I microchip sono oggigiorno in ogni dispositivo che utilizziamo. Da semplici dispositivi elettronici come un asciugacapelli o una lavatrice, fino ai supercomputer e ai server con enormi capacità di calcolo, il loro impatto è onnipresente. Con l’entusiasmo crescente per l’AI che ha caratterizzato l’inizio del 2023, la domanda di chip ad alte prestazioni è aumentata a dismisura, e colossi tecnologici statunitensi come Qualcomm, Nvidia, Intel e AMD stanno sfruttando questa ondata di interesse per posizionarsi al vertice del mercato.
La situazione però è estremamente critica, ed è doveroso mettere in luce diversi accadimenti per comprendere al meglio questa intensa lotta fra potenze economiche.
Innanzitutto, va sottolineato che la Cina è un Paese con un’elevata quantità di cave utilizzate per l’estrazione delle cosiddette “terre rare”, un insieme di 17 elementi chimici essenziali per la realizzazione di prodotti ad alta tecnologia, come chip e batterie per veicoli elettrici.
Grafico 1 – La produzione mineraria globale di terre rare per nazione (in tonnellate)
Inoltre, da ormai diversi anni, la potenza asiatica sta cercando di rivendicare lo stato di Taiwan. A primo impatto, l’isola di Taiwan potrebbe sembrare un innocuo lembo di terra, con una popolazione di 12 milioni di abitanti e grande poco più della Sicilia.

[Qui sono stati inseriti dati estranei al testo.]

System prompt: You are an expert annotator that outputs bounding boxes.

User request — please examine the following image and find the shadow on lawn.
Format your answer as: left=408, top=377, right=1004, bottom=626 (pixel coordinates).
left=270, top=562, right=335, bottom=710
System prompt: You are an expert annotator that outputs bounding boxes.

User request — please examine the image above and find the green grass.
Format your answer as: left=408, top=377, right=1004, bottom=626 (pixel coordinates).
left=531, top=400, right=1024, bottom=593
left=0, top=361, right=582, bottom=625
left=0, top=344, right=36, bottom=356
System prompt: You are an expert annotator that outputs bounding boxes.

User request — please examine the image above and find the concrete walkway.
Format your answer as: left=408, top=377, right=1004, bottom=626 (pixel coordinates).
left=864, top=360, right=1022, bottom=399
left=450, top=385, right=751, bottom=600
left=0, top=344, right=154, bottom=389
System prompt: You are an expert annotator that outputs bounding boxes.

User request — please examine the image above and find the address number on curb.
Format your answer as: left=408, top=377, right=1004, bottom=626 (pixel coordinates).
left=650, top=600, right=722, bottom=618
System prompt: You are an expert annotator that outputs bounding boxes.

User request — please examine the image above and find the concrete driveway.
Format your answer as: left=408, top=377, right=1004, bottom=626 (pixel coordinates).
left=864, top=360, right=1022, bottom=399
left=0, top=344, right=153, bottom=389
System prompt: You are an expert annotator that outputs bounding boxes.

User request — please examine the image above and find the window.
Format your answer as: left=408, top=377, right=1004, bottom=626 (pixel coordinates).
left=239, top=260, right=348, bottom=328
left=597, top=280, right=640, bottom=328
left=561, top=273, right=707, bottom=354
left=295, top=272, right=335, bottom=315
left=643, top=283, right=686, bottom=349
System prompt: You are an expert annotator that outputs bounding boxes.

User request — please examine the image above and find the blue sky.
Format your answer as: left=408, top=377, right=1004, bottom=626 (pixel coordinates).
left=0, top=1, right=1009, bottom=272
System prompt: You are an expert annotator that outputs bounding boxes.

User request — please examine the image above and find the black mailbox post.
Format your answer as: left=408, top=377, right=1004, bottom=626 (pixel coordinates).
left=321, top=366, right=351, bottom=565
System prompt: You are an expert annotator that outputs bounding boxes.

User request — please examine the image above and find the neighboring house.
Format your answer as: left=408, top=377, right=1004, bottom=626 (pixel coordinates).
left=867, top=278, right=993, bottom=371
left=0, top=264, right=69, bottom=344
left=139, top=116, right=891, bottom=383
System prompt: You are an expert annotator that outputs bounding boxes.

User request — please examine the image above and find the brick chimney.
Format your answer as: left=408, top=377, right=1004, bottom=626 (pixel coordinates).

La verità, però, è che la Repubblica di Taiwan è responsabile della produzione manifatturiera di oltre il 60% dei semiconduttori mondiali, e più del 90% di quelli a fascia più alta. Questa produzione viene prevalentemente realizzata da un’unica azienda, con sede nella stessa isola, chiamata TSMC (Taiwan Semiconductor Manufacturing Corporation). TSMC rappresenta il principale fornitore per le maggiori aziende a livello mondiale coinvolte nella produzione o nell’uso di chip nei propri prodotti, ed è proprio per questo motivo che la Cina è estremamente interessata a rivendicare e ottenerne il controllo.
Grafico 2 – I ricavi annuali delle maggiori fonderie di semiconduttori (in miliardi di dollari)
Durante il meeting fra Biden e Xi, il Presidente degli Stati Uniti ha sottolineato l’importanza della “pace e stabilità” nello stretto di Taiwan, ma ha rifiutato di dire se Xi avesse chiarito le circostanze secondo le quali la Cina vorrebbe invadere l’isola.
L’America si trova ovviamente in una posizione critica, spaventata dalla Repubblica cinese che potrebbe prendersi con la forza il controllo del maggiore produttore di semiconduttori, perdendo quindi la battaglia sui chip e sull’intelligenza artificiale.
Inoltre, circa un mese prima dell’incontro fra i due Presidenti, gli Stati Uniti avevano implementato una serie di misure volte a limitare l’influenza della Cina nel settore dei semiconduttori, imponendo restrizioni sulle esportazioni di chip per l’AI da parte di aziende statunitensi verso la Cina. Il segretario al Commercio americano ha giustificato questa politica affermando che tali chip avanzati sono critici per l’applicazione di misure militari da parte dello Stato comunista. Le aziende più colpite da questo divieto sono sicuramente Nvidia e Intel, alle quale è stato bloccato l’export di diverse tipologie processori.
In risposta, la Cina ha limitato a sua volta le esportazioni verso gli Usa della grafite, un minerale cruciale per l’industria dei semiconduttori. Questo divieto si aggiunge a quello già posto in atto questa estate, dove veniva limitata la vendita nei confronti degli Stati Uniti di altri due minerali essenziali: il gallio e il germanio, anch’essi estremamente utilizzati nella produzione di microprocessori e non solo.
Insomma, la sfida che sta avvenendo fra le due più grandi potenze economiche si sta giocando in un mercato estremamente gettonato, e nessuna delle due vorrà sicuramente perdere. Sebbene l’America abbia in casa diverse importanti aziende produttrici di processori, la Cina gode di un estremo vantaggio competitivo nella fase iniziale della catena di produzione. Inoltre, le misure punitive adottate dagli Stati Uniti per frenare la competitività cinese potrebbero avere delle ripercussioni negative nei loro stessi confronti nel corso dei prossimi anni.